Salesforce has also invested in additional training for female employees, which resulted in a 33% increase in promotions for women at the company, according to Robbins.

Lculig / Getty Images

Salesforce and SpaceX are not alone in internally auditing pay for gender equity. Apple and Google have put resources towards ensuring equal pay, and Gap completed an internal audit last year. Computer chip manufacturer Intel announced it had found no meaningful discrepancies in pay after a review.

At Apple's shareholder meeting last month, Tim Cook said that a year-long, third-party audit for the company's 70,000 U.S. employees revealed women made 99.6 cents for every dollar a man makes, and under-represented minorities make 99.7 cents per dollar. Cook said the company was working to eliminate the gap and would release results of the survey every year so employees know where they fall on the pay-scale.
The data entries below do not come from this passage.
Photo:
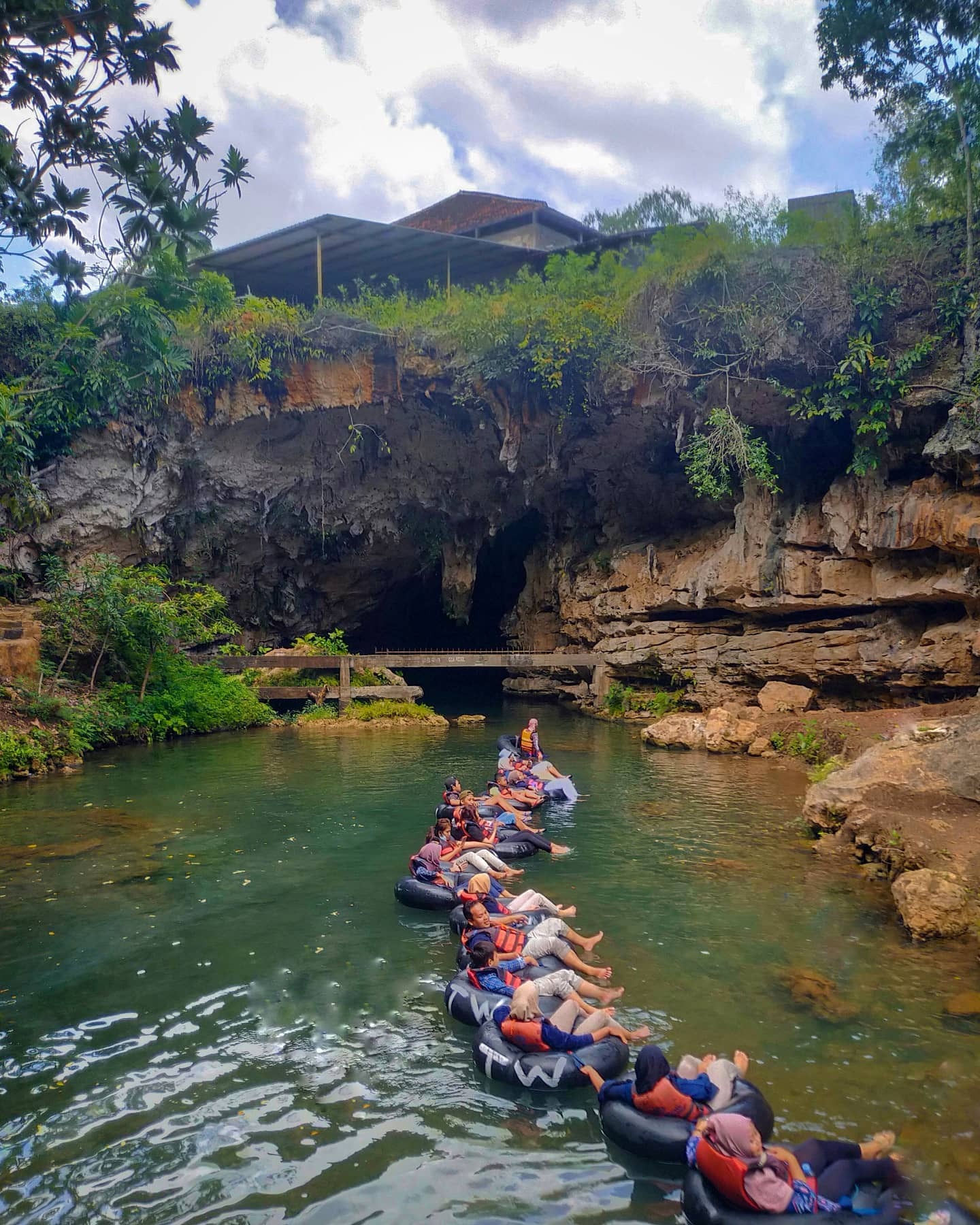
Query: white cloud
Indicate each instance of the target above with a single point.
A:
(379, 108)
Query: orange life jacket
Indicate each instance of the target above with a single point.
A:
(667, 1099)
(727, 1174)
(526, 1034)
(512, 980)
(505, 940)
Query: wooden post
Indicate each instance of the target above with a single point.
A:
(343, 692)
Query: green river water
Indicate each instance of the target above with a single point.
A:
(214, 1011)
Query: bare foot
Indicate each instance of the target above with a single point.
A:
(882, 1143)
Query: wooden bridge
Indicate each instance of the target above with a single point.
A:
(344, 666)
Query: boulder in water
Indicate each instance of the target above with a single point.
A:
(817, 992)
(931, 904)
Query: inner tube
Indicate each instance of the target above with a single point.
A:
(533, 918)
(473, 1006)
(423, 896)
(664, 1139)
(561, 789)
(704, 1206)
(500, 1060)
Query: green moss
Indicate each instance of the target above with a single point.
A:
(386, 708)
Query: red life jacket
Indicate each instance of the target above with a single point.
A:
(505, 940)
(667, 1099)
(727, 1174)
(512, 980)
(526, 1034)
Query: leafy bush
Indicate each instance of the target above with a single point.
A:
(619, 698)
(387, 708)
(324, 644)
(36, 750)
(725, 453)
(314, 713)
(825, 770)
(663, 702)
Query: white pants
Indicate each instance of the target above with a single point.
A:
(529, 900)
(483, 860)
(722, 1075)
(545, 940)
(560, 983)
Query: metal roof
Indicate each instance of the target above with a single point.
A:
(283, 263)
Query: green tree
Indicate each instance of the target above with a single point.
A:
(59, 59)
(918, 59)
(128, 615)
(663, 206)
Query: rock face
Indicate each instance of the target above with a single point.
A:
(860, 589)
(931, 904)
(719, 732)
(913, 804)
(777, 696)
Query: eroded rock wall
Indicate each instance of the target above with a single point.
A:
(361, 476)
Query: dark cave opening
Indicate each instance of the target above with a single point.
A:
(412, 617)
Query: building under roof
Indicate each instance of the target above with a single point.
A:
(468, 238)
(510, 220)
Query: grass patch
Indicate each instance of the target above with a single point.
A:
(314, 713)
(387, 708)
(819, 773)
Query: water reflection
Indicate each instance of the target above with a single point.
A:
(212, 1009)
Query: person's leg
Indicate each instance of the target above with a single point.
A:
(839, 1177)
(565, 1016)
(819, 1154)
(532, 900)
(553, 946)
(494, 860)
(561, 983)
(525, 836)
(722, 1075)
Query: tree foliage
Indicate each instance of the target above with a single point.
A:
(125, 619)
(59, 59)
(918, 59)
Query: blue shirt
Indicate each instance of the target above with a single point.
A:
(551, 1035)
(700, 1088)
(490, 980)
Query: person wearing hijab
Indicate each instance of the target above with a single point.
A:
(571, 1027)
(500, 900)
(817, 1176)
(698, 1087)
(528, 744)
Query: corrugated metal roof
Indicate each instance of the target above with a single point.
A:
(468, 210)
(283, 263)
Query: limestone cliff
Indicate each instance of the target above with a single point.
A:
(369, 478)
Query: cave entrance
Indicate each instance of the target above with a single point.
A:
(412, 618)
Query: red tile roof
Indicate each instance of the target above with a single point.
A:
(467, 210)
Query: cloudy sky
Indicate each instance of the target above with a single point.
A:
(374, 108)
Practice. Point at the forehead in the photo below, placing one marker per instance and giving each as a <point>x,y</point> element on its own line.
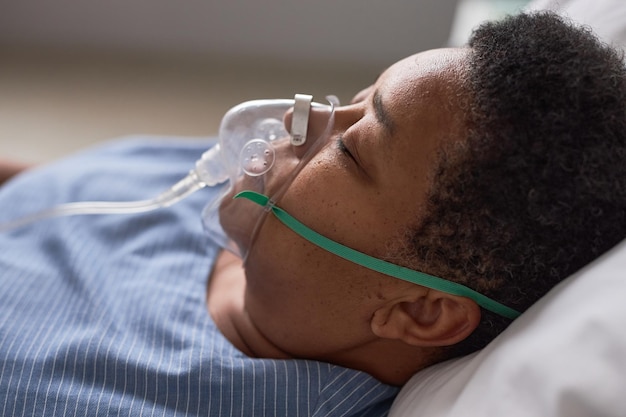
<point>443,65</point>
<point>424,95</point>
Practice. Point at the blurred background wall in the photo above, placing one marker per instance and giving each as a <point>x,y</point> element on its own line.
<point>76,72</point>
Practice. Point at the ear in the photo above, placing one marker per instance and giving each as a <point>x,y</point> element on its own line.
<point>427,319</point>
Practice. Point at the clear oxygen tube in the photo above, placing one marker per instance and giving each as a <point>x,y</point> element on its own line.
<point>245,147</point>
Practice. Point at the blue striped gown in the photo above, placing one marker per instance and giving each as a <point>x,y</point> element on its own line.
<point>105,314</point>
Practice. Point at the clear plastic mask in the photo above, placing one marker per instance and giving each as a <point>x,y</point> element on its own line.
<point>261,155</point>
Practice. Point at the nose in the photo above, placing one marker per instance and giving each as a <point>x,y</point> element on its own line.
<point>323,121</point>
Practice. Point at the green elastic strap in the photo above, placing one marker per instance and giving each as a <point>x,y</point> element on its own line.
<point>378,265</point>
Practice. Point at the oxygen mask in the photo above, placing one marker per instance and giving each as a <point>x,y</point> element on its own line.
<point>254,150</point>
<point>261,155</point>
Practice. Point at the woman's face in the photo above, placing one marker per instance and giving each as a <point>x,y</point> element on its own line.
<point>363,188</point>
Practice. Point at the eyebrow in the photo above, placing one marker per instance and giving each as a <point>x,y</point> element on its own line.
<point>381,113</point>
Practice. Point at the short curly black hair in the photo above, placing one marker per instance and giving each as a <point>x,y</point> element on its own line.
<point>538,190</point>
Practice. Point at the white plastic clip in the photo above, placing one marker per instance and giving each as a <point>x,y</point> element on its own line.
<point>300,119</point>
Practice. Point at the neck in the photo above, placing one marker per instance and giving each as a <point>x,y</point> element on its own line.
<point>225,301</point>
<point>387,360</point>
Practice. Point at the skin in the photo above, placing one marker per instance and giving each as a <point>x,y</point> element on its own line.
<point>292,299</point>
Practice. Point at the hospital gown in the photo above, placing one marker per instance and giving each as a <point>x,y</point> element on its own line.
<point>106,314</point>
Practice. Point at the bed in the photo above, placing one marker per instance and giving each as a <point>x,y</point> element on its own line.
<point>566,356</point>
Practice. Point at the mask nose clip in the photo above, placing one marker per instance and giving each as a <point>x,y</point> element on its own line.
<point>300,119</point>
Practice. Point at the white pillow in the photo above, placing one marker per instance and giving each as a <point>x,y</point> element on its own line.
<point>565,356</point>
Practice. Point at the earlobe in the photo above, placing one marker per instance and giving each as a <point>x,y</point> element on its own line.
<point>430,320</point>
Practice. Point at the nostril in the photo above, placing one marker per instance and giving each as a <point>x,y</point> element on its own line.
<point>300,118</point>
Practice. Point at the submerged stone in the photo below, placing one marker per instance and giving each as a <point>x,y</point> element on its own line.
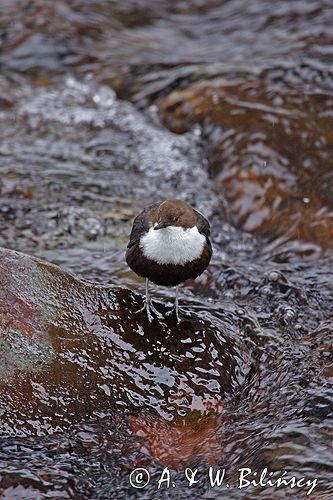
<point>70,349</point>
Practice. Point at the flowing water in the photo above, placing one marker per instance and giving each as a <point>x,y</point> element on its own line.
<point>106,107</point>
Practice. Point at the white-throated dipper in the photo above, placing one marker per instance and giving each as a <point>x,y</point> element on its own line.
<point>169,243</point>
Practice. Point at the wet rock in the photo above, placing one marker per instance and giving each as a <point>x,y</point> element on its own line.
<point>268,152</point>
<point>70,349</point>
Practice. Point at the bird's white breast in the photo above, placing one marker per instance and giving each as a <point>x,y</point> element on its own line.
<point>172,245</point>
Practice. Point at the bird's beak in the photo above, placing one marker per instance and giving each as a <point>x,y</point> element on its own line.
<point>162,225</point>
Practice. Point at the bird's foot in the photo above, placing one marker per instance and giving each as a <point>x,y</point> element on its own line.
<point>151,310</point>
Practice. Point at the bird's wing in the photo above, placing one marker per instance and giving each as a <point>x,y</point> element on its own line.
<point>140,225</point>
<point>203,225</point>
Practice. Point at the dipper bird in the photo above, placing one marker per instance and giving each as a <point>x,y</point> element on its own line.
<point>169,243</point>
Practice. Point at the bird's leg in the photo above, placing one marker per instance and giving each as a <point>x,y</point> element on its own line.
<point>149,306</point>
<point>175,308</point>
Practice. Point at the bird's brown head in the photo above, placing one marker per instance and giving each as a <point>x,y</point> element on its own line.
<point>174,213</point>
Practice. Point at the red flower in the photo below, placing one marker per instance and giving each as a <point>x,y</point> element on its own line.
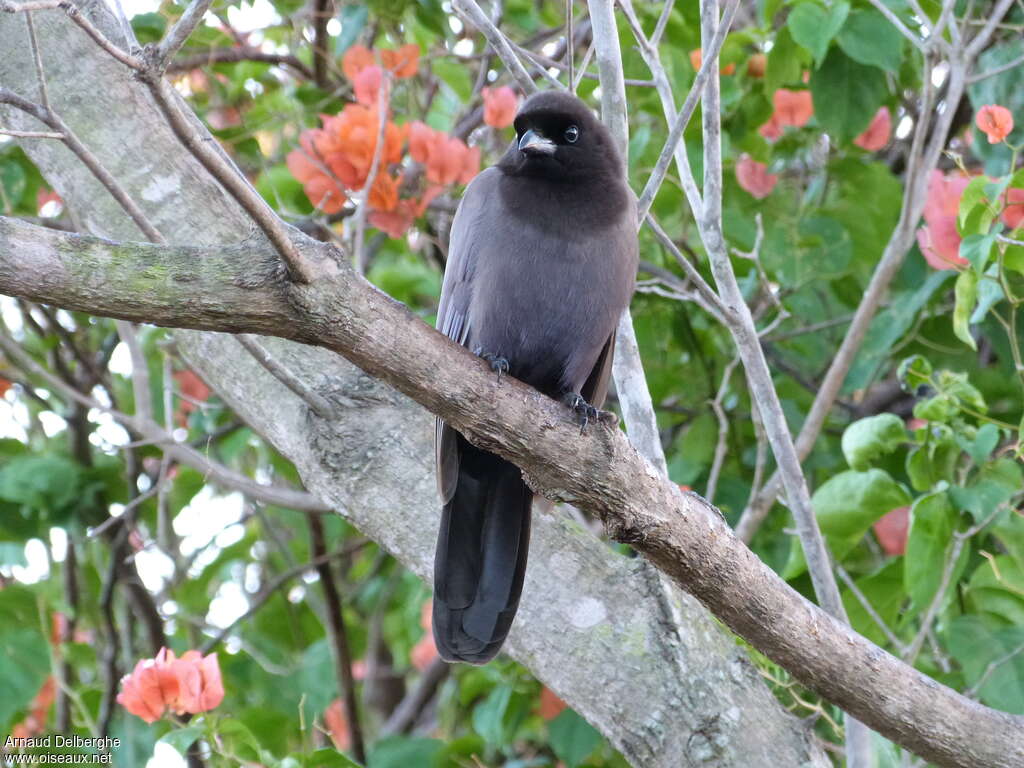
<point>499,107</point>
<point>793,108</point>
<point>190,684</point>
<point>1013,215</point>
<point>754,177</point>
<point>334,719</point>
<point>368,84</point>
<point>995,122</point>
<point>938,240</point>
<point>757,65</point>
<point>878,133</point>
<point>891,530</point>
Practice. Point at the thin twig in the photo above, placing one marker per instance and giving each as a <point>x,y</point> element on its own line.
<point>470,11</point>
<point>338,633</point>
<point>173,41</point>
<point>236,184</point>
<point>317,402</point>
<point>723,431</point>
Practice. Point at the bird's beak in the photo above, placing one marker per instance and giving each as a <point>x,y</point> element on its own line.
<point>534,143</point>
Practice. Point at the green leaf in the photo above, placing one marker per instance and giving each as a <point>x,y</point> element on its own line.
<point>977,249</point>
<point>994,484</point>
<point>967,294</point>
<point>973,197</point>
<point>814,27</point>
<point>932,519</point>
<point>846,94</point>
<point>913,372</point>
<point>868,38</point>
<point>455,76</point>
<point>783,66</point>
<point>870,437</point>
<point>353,18</point>
<point>984,441</point>
<point>401,752</point>
<point>572,738</point>
<point>996,591</point>
<point>846,506</point>
<point>884,591</point>
<point>488,716</point>
<point>182,738</point>
<point>976,642</point>
<point>25,658</point>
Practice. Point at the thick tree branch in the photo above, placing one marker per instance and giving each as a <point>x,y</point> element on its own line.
<point>599,472</point>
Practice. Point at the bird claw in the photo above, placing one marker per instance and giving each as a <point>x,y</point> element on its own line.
<point>498,364</point>
<point>586,413</point>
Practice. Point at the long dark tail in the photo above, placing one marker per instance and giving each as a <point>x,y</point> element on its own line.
<point>481,557</point>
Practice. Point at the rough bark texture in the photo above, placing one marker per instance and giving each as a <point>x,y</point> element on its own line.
<point>657,676</point>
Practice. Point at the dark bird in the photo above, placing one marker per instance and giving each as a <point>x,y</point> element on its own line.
<point>542,263</point>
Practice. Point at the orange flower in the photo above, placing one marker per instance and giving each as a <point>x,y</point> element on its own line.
<point>334,719</point>
<point>368,85</point>
<point>1013,215</point>
<point>194,389</point>
<point>995,122</point>
<point>757,65</point>
<point>551,706</point>
<point>696,58</point>
<point>425,651</point>
<point>402,62</point>
<point>754,177</point>
<point>190,684</point>
<point>793,108</point>
<point>200,685</point>
<point>420,136</point>
<point>448,160</point>
<point>356,58</point>
<point>499,107</point>
<point>891,530</point>
<point>939,241</point>
<point>384,195</point>
<point>878,133</point>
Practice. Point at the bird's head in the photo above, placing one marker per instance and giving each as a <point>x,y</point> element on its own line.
<point>558,138</point>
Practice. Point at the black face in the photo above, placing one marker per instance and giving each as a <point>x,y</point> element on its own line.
<point>559,139</point>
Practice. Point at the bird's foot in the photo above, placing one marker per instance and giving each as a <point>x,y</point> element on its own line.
<point>498,364</point>
<point>586,413</point>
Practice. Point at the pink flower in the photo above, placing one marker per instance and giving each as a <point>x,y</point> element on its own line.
<point>939,240</point>
<point>995,122</point>
<point>1013,215</point>
<point>190,684</point>
<point>368,85</point>
<point>499,107</point>
<point>754,177</point>
<point>793,108</point>
<point>892,528</point>
<point>878,132</point>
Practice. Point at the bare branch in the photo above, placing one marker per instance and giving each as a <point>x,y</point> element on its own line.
<point>317,402</point>
<point>680,534</point>
<point>172,43</point>
<point>471,12</point>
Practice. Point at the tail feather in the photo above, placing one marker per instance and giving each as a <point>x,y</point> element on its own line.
<point>481,557</point>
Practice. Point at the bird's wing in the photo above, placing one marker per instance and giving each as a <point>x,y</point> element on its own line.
<point>453,311</point>
<point>595,390</point>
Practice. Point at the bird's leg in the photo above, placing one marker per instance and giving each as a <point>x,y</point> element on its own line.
<point>499,364</point>
<point>586,413</point>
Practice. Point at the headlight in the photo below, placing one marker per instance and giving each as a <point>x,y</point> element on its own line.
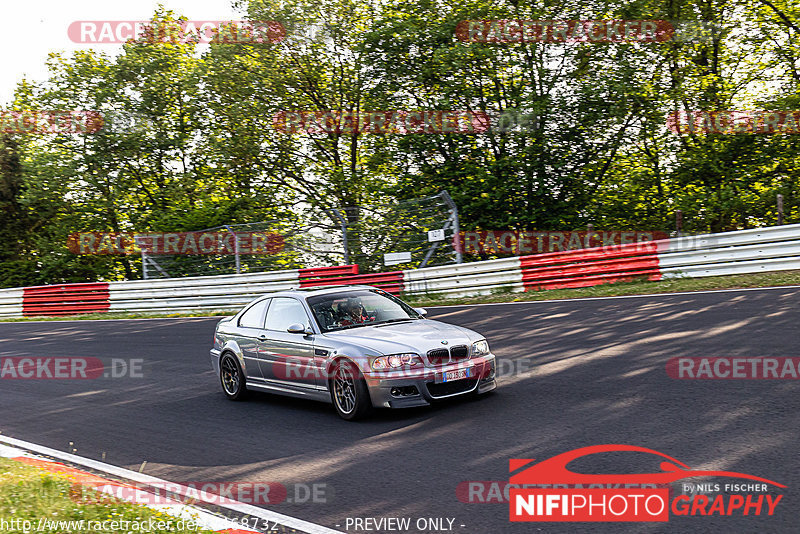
<point>393,361</point>
<point>480,348</point>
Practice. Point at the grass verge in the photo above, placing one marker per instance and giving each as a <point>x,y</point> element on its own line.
<point>49,501</point>
<point>673,285</point>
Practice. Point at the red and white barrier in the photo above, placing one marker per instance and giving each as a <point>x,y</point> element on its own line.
<point>745,251</point>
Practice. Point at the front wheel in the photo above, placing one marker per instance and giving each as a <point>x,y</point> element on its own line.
<point>232,378</point>
<point>349,391</point>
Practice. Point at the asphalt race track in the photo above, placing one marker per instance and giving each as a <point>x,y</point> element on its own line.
<point>577,373</point>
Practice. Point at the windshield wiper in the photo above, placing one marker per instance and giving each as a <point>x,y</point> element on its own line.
<point>391,321</point>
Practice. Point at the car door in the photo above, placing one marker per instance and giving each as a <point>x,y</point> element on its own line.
<point>287,358</point>
<point>251,329</point>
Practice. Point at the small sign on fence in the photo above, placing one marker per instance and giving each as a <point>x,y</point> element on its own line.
<point>393,258</point>
<point>435,235</point>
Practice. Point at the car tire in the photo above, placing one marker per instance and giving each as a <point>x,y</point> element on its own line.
<point>232,378</point>
<point>349,392</point>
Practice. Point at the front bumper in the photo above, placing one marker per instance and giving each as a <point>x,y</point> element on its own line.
<point>385,386</point>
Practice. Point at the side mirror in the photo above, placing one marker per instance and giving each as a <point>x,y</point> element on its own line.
<point>297,328</point>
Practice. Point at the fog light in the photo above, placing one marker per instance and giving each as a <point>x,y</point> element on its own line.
<point>404,391</point>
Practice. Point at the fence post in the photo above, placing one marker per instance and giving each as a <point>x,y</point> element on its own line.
<point>343,225</point>
<point>235,249</point>
<point>456,231</point>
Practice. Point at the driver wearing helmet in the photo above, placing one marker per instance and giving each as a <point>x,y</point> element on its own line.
<point>352,312</point>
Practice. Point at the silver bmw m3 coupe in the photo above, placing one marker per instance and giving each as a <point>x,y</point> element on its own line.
<point>357,347</point>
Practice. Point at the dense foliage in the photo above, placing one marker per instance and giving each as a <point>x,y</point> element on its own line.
<point>190,143</point>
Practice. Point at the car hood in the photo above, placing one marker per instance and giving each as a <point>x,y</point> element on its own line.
<point>418,336</point>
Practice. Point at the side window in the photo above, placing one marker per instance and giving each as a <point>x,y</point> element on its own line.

At Google, a spokesperson said the company's "People Analytics team" constantly analyzes performance, compensation, and promotion to "ensure that there is no gender pay gap at Google."

"Further, since we set salaries based on the market rate of the job (rather than a person's pre-Google salary), we find that, on average, women get larger pay increases than men when they join Google," said the spokesperson.

This strategy — paying based on the going market rate of a job, rather than an employee's previous salary — has been shown to help help reduce the gender pay gap, and some companies are looking into banning salary negotiations for that reason.

Still, even at Google, which uses market rates at hiring to avoid having to course-correct, salary transparency remains a taboo subject. Before leaving the company in 2015, Google engineer Erica Baker created a spreadsheet for workers to voluntarily share information about pay. She then ran into friction with a manager for collecting this data. Baker said on social media some employees asked for and received more equitable pay based on the spreadsheet, which is still live at Google, run by a co-worker of Baker's.

A Google spokesperson said that the company doesn't comment on specific cases of current or former employees and that employees are free to share salary information. (This is also the case everywhere, under U.S. labor law.)

Twenty percent of human resources managers said men are paid more than women at their companies, according to a recent survey by Human Resources software company CareerBuilder. Nationally, the median woman who works full time makes 79 cents for every dollar the median man makes, according to the most recent U.S. Census data.